This project outlines a data pipeline using Azure Data Factory (ADF) and Databricks for data ingestion, transformation, and processing across different storage layers: Raw, Bronze, Silver, and Gold.
-
Create a Resource Group:
- Navigate to Azure Portal
- Create a new resource group for organizing resources.
-
Create a Storage Account:
- Under the resource group, create an Azure Data Lake Storage (ADLS) account.
- Enable the Hierarchical Namespace to support directories.
-
Create Storage Containers:
- Create the following containers:
raw,bronze,silver,gold.
- Create the following containers:
-
Create an Azure Data Factory Resource:
- Set up an ADF instance within the resource group.
-
Set Up Linked Services:
- HTTP Linked Service:
- Configure it to extract raw data from an external source.
- Data Lake Linked Service:
- Configure it to store the extracted raw data.
- HTTP Linked Service:
-
Create an ADF Pipeline:
- Copy Activity:
- Define source and sink connections.
- Use the HTTP linked service for data extraction.

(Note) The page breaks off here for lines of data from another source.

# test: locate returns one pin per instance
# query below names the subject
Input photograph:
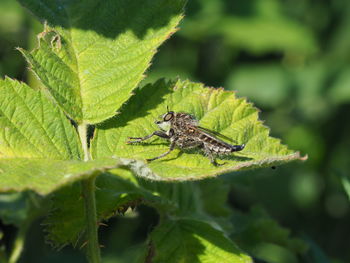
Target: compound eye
(169, 116)
(171, 132)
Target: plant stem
(88, 188)
(93, 248)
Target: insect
(183, 131)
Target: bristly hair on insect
(183, 131)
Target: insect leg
(140, 139)
(211, 156)
(172, 147)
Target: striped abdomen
(217, 146)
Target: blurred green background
(291, 58)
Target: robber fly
(183, 131)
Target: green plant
(62, 140)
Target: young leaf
(92, 54)
(215, 109)
(186, 240)
(39, 148)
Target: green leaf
(39, 148)
(31, 127)
(66, 222)
(186, 240)
(260, 235)
(14, 208)
(215, 109)
(44, 175)
(93, 54)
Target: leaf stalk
(88, 189)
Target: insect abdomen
(218, 146)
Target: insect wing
(216, 134)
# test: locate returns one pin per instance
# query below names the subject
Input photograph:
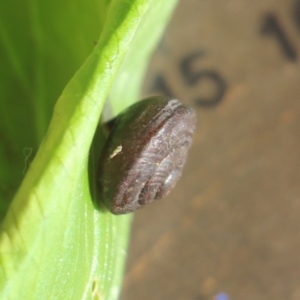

- Use the Data Lake linked service to store the data in the Bronze layer.
- Configure dynamic parameters for file names in the
relative URL. - Configure dynamic parameters (
folder_nameandfile_name) for Data Lake storage.
- Copy Activity:
-
Implement Iteration and Validation:
- ForEach Activity:
- Create an array of folder and file names as pipeline parameters.
- Move the
Copy Activityinside theForEachloop. - Retrieve folder and file names dynamically from the loop.
- Validation and Metadata Extraction:
- Add
Validation Activity,Web Activityto fetch metadata, andSet Variable Activityto store the metadata.
- Add
- ForEach Activity:
-
Create a Databricks Account:
- Use a trial premium account for setup.
-
Connect to Admin Console:
- Provide the Microsoft Extra ID for authentication.
-
Create a Metastore:
- Only one Metastore per region is allowed.
-
Set Up Access Connector:
- Connect Databricks with Data Lake storage.
- Assign IAM roles in the Storage Account.
- Attach the access connector as a member.
-
Connect to Azure Databricks Workspace.
-
Create a Catalog and schema and External Storage for all the layers:
- Attach credentials using the Access Connector Resource ID.
-
Create an Autoloader Notebook:
- Configure it to automatically read the raw layer title cloud data streams and write to the Bronze layer.
-
Implement Silver Layer Transformation:
- Create a Silver notebook to move other data which is saved in bronze layer using ADF for each activity pipeline to Silver.
- Create a Lookup Array Notebook to dynamically fetch source and target folder names using
dbutils.widgetsandtaskValues.
-
Set Up Workflows in Databricks:
- Create an Iterative Task for the Silver Notebook.
- Use
taskValuesfor iteration and parameter passing. - Implement a Lookup Task to pass folder names to
silver_dimnotebooks. - Define a workflow to move
netflix_titlesin bronze layer to silver layer with a condition that executes only ifworkDay == 7.
- Create Delta Live Tables (DLT) Pipeline:
- Use Job Clusters instead of All-Purpose Clusters.
- Define conditions and rules for Gold Layer processing using Delta Live Tables features.
- Study Autoloader Schema Evolution to handle schema changes dynamically.
- Ensure access permissions are correctly assigned in IAM for Data Lake Storage.
- Optimize workflows to handle large-scale data efficiently.
This project establishes an end-to-end pipeline for data ingestion, processing, and transformation using Azure Data Factory and Databricks. By leveraging dynamic parameterization, automated workflows, and Delta Live Tables, it ensures efficient data processing across different storage layers.